An expert explains why hitting is never the answer
Is it OK to discipline children by spanking them? According to a 2014 Reuters/Ipsos poll, many people believe it is.
Roughly 68 percent of those polled said spanking is an acceptable form of punishment at home — as long as it's with a hand and not implements such as paddles, belts or switches.
But the American Academy of Pediatrics and many other pediatric experts disagree. They argue that the negatives of spanking far outweigh any positives.
This group of experts includes Paul Holinger, MD, MPH, a child and adolescent psychiatrist at Rush, who believes that physical punishment — at any age — initiates a cycle of violent behavior. Here, Holinger shares his views on spanking and discipline.
Q: You are against spanking in any form. Why?
Holinger: Spanking is a euphemism for hitting. Hitting a spouse or a stranger is considered domestic violence or assault. So why should you be permitted to hit a smaller and even more vulnerable child?
Hitting a child elicits precisely the feelings one does not want to generate in a child: distress, anger, fear, shame and disgust. Studies show that children who are hit will identify with the aggressor, and they are more likely to become hitters themselves (i.e., bullies and future abusers of their children and spouses). They tend to learn to use violent behavior as a way to deal with disputes.
Q: Why, then, do some parents still spank their children?
Holinger: The usual answer is to get children to do what parents think is best for them. And, yet, the answer is much more complicated.
Dealing with children can stir up very charged and old feelings. The arguments and screaming of a child can push the same buttons that your own parents or siblings pushed long ago.
Or perhaps you or your spouse spanks because that’s what your parents did. I've often heard "I was spanked as a child, and I turned out all right."
While that may be true, I believe you turned out all right in spite of the spanking, not because of it ... and perhaps things would have been even better if your parents had turned to effective alternatives to spanking.
Q: What would you recommend as an alternative to spanking as a form of discipline?
Holinger: Here are a few suggestions:
- Use words instead of actions — that is, talk rather than hit. Talk with the child about what behaviors are acceptable or not, what is safe or dangerous and why.
- Listen to your child — find out why he or she did or did not do something.
- Explain why the behavior is unacceptable — this will enhance the child's decision-making capacities.
- Offer positive reinforcement — rewards and praise. This will enhance the child's self-esteem when appropriate standards are met. Positive reinforcement is more effective in obtaining long-term behavioral compliance than frightening and shaming punishments.
- Set a good example for the child. Your child wants to be like you. Children identify with their parents, and they will put feelings and actions into words when they see their parents doing this. Who the parents are, and how they behave, will have a profound impact on the development of their children. Your child will follow your lead.
Q: And what about tantrums, which tend to peak parents' stress levels? Children are often not in the mood for listening in these situations.

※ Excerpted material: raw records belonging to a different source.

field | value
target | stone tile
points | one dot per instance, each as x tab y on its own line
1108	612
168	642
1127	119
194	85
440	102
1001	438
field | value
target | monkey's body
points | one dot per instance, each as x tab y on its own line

Holinger: When it comes to tantrums, prevention is key. Take steps to avoid tantrums from ever happening by knowing what triggers them. Three issues in particular can provoke distress, anger and tantrums; these are fatigue, hunger and illness.
When tantrums do occur, remain calm. Ignore the behavior rather than feed into it with a bribe, which is a reward for bad behavior and only increases the chances of the behavior happening again. And definitely don't resort to hitting.
Q: What about time-outs?
Holinger: Well, in my experience, parents typically need the time-outs more than their children.
I think time-outs can be somewhat isolating to a child, and that’s not always productive. That said, I think there are times when children and parents need to separate and cool down. So, in that sense, time-outs can be valuable.
Whether it's a time-out, using positive reinforcement or having a sit down to explain unacceptable behavior, these alternatives to spanking have their advantages. Among other things, they can help children do the following:
- Tolerate frustrations
- Regulate tension
- Behave in socially acceptable ways
- Develop appropriate ethical and moral standards
- Build better self-esteem
One more thing to think about: If we truly want a less violent society, not hitting our children is a good place to start.